The My Way Cafe sees participation increases of 15% and savings of 40 cents per meal.

“We work with chefs around the city of Boston to develop these recipes,” says Laura Benavidez, executive director, food and nutrition services, ‎Boston Public Schools. “We then work with a local company that co-packs items such as salsa or spices mixed for our recipes’ specifications. The ingredients then get distributed to schools where they are cooked on-site. For example, a baking mix is distributed to the school, where staff bake it. They're making scones and muffins and they’ll be this great smell that the kids love.”

Since the pilot, the program now includes middle and high school in addition to elementary schools and it also includes breakfast as well as lunch. In its current scope, the meals of the My Way Café program are about 30 cents cheaper to prepare than the pre-packaged version. “I anticipate that savings to get higher simply because we’re going to be able to use our volume in our favor when buying fresh and unprocessed ingredients,” says Benavidez.  

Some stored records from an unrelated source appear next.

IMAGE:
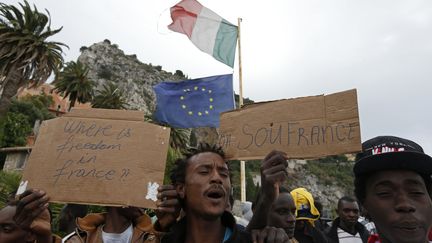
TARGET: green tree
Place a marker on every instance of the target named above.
(73, 82)
(21, 117)
(25, 53)
(9, 182)
(16, 129)
(110, 97)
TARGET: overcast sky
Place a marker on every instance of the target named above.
(383, 48)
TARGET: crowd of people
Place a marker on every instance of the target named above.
(392, 204)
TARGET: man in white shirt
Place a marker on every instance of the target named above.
(346, 228)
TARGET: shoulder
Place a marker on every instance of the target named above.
(72, 238)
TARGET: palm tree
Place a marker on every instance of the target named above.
(25, 53)
(110, 97)
(74, 83)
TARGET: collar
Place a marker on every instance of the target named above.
(178, 231)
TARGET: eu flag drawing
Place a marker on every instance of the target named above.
(195, 102)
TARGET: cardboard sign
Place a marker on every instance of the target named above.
(307, 127)
(98, 156)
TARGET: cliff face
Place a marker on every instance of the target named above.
(107, 63)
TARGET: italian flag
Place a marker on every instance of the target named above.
(208, 31)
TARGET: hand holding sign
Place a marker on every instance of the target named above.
(273, 173)
(97, 156)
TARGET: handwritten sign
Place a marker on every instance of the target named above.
(307, 127)
(97, 156)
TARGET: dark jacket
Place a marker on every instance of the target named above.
(178, 231)
(310, 234)
(332, 232)
(89, 230)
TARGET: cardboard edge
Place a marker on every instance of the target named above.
(106, 114)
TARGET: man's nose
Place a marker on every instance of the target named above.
(403, 203)
(216, 177)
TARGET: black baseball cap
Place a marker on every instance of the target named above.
(390, 153)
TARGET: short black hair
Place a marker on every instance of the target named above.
(360, 185)
(178, 172)
(345, 199)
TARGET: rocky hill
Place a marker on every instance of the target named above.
(327, 180)
(108, 63)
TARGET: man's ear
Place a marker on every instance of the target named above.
(180, 188)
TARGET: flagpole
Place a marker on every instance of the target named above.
(242, 162)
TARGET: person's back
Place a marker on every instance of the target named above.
(346, 228)
(118, 225)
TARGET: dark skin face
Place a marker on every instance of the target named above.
(207, 186)
(282, 214)
(10, 232)
(348, 214)
(399, 205)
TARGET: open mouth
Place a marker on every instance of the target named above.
(215, 193)
(408, 227)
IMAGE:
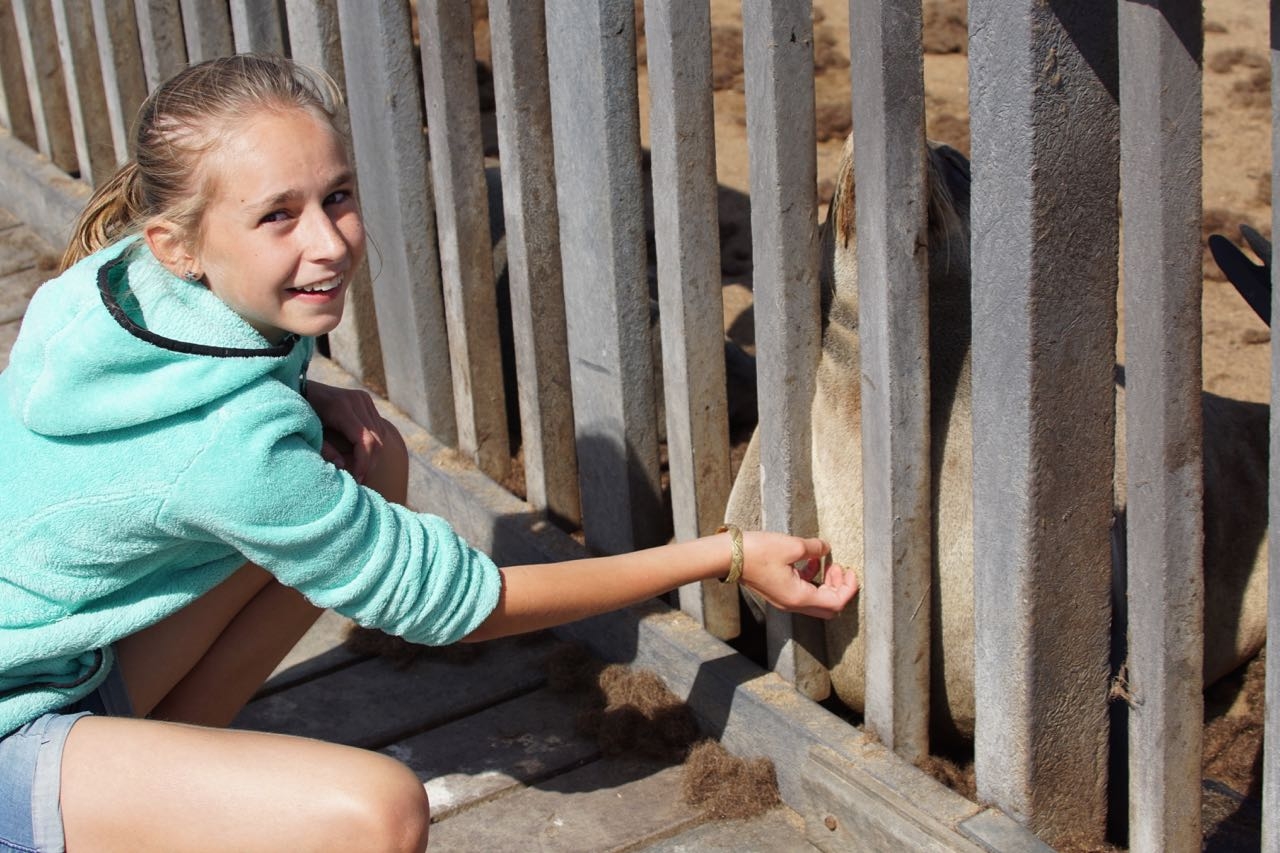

The My Way Cafe salad bar is often the only fresh fruits and vegetables that some students receive.

The steady expansion to more schools means that by this fall, almost half of the district’s 125 schools will be on the My Way Café program. As money become available from matched funds from the City of Boston and the Shah Family Foundation, schools are selected for the program based on logistics such as transportation of ingredients as well as neighborhood need.

“Boston’s free and reduced-price meal eligibility is already high at 73% but looking at specific neighborhoods, some were as high as 80%,” says Benavidez. “We also consider neighborhood’s opportunity index, which measures other factors like the crime rate and socio-economic status of the whole neighborhood. The bottom line in that, in many cases, My Way’s salad and fruit bar is the only fresh produce kids will have access to in their day.”

With the goal of installing My Way Café in all of the district’s 125 schools, Benavidez anticipates some challenges, specifically in schools where kids eat in their classrooms because there’s no cafeteria and no spare square footage to build one. She says they’ve also had some headaches making sure retrofitted kitchens also have appropriately sized water heaters to match the expanded foodservice and warewashing needs. 

Another key takeaway she’s noticed in expanding the program to more schools is that giving students more choice in what they eat means they’ll need more time for lunch. “It takes them a little longer to move through the line so we work with the school’s administration to perhaps adjust the schedule – even an extra five minutes helps,” says Benavidez.

While increased participation is a very welcomed outcome of the program, it also means that cafeterias are suddenly packed with diners. “We’ve had schools adjust schedules or the time the kids go out for recess to give more space in the cafeteria,” she says.

Beyond an increase in student participation, more teachers are also choosing to dine on-site thanks to the improved menus and preparation of My Way Cafe. “I think this also speaks to the increase in participation,” says Benavidez, “because when students see their teachers eating our food, it’s the best kind of marketing you could hope for.”